The Chernobyl power station disaster in Russia made the headlines in the US. Later we learned that the Idaho National Engineering Laboratory worked hard running simulations and providing possible solutions for the their colleagues in Russia.

The reason I’ve been thinking about 1986 is that I caught a news item in the Daily Mail about 1986 calendars selling like hotcakes on the Internet. If you happen to have saved a calendar from that year, this might the the right time to get it out and list it on e-bay. The reason those calendars are hot this year is that the days of the week line up perfectly with 2014. New Year’s Day 1986 was a Wednesday and Christmas landed on a Thursday. According to the story in the Mail, a 1986 Baywatch calendar went for $50. The Hulk Hogan calendar only brought $22, however, so you might not want to base your entire financial future on selling old calendars if all you have is a Teddy Bear Collection calendar. On the other hand, I’d hold out for at least $100 if I had kept the Pirelli tire wall calendar from our shop.
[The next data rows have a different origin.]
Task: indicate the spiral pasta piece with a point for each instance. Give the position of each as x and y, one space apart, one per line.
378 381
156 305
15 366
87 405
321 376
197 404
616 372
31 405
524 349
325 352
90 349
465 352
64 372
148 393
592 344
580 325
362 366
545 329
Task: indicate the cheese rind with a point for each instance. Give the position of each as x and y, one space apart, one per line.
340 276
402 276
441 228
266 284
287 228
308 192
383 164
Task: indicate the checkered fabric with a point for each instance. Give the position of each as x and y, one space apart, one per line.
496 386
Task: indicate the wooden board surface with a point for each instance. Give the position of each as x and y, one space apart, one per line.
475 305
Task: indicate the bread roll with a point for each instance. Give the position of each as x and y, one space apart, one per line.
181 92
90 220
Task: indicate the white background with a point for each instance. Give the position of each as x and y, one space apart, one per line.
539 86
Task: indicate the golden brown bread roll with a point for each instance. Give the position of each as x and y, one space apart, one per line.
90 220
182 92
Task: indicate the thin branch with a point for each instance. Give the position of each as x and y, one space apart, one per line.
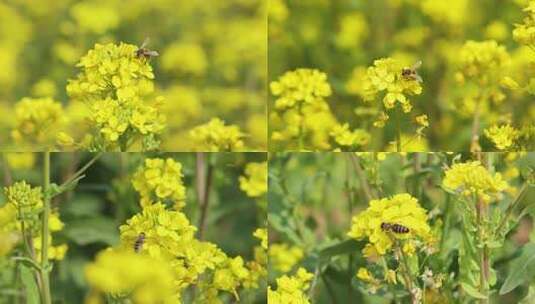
45 287
78 173
366 189
204 172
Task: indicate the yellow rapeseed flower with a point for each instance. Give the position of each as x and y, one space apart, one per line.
291 289
160 180
37 120
215 136
471 178
401 209
121 273
283 257
300 86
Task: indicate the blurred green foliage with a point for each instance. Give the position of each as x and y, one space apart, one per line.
313 197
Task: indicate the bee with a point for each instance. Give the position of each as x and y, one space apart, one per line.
138 244
396 228
410 74
143 52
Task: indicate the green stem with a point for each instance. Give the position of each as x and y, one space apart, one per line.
407 275
398 131
45 283
330 289
78 173
483 253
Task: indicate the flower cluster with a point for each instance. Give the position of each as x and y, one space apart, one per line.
185 58
23 207
160 180
115 82
169 237
215 136
122 273
283 257
479 60
503 136
299 87
401 209
386 75
311 124
254 183
471 178
353 30
524 33
291 289
37 119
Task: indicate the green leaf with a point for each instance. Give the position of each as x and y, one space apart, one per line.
472 291
520 269
83 205
31 290
93 230
340 248
28 263
281 225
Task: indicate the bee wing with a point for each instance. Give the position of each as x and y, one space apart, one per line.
418 78
145 43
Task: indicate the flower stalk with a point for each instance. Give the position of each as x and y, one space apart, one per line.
44 271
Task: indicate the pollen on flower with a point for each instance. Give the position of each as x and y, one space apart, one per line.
148 280
215 136
116 85
401 209
302 86
503 136
471 178
291 289
160 180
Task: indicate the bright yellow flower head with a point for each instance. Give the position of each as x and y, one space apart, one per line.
160 180
386 75
262 235
346 138
37 120
471 178
364 275
22 160
284 257
215 136
8 240
524 33
144 279
477 59
502 136
300 86
166 231
292 289
254 183
401 209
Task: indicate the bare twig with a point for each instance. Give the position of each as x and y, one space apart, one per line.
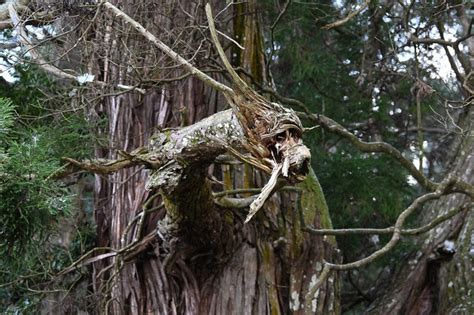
348 17
167 50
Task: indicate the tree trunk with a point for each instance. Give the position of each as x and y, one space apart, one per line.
440 273
202 259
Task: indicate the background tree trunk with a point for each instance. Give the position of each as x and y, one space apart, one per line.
266 266
439 273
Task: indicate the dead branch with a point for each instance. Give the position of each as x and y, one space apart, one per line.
167 50
348 17
369 231
332 126
440 191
The company’s 2014 calendar is a blast from the past and features the same black and white photographs that they printed in 1986. The John Deere calendar for 1986 sported a really small Deere logo and 12 gorgeous landscape pictures with the words, “The Beautiful Land Around Us.” The 1980’s weren’t good years for farmers or farm machinery dealers. Deere and Cat were the only major manufacturers of farm equipment that didn’t suffer at least partial bankruptcy in that decade.

Alas, I don’t have any of those calendars from 1986. And I don’t think that anyone is going to get rich selling 1986 calendars this year. After all calendars from 1997 and 2003 will also work this year. They all will work in 2025, too, if you want to plan ahead.

Having said that, the calendars just won’t work for me. Even though the days of the week line up correctly, the formal by which Easter is determined isn’t as simple. In 1986, Easter was March 30, but this year we’ll be observing it on April 20. The 1997 calendar won’t work for Easter, either, but you could have used the 1986 calendar that year. If you want Easter to line up on your calendar and want to re-use an old calendar, go for 2003 in 2014. Easter was April 20 in 2003 and will be April 20 this year.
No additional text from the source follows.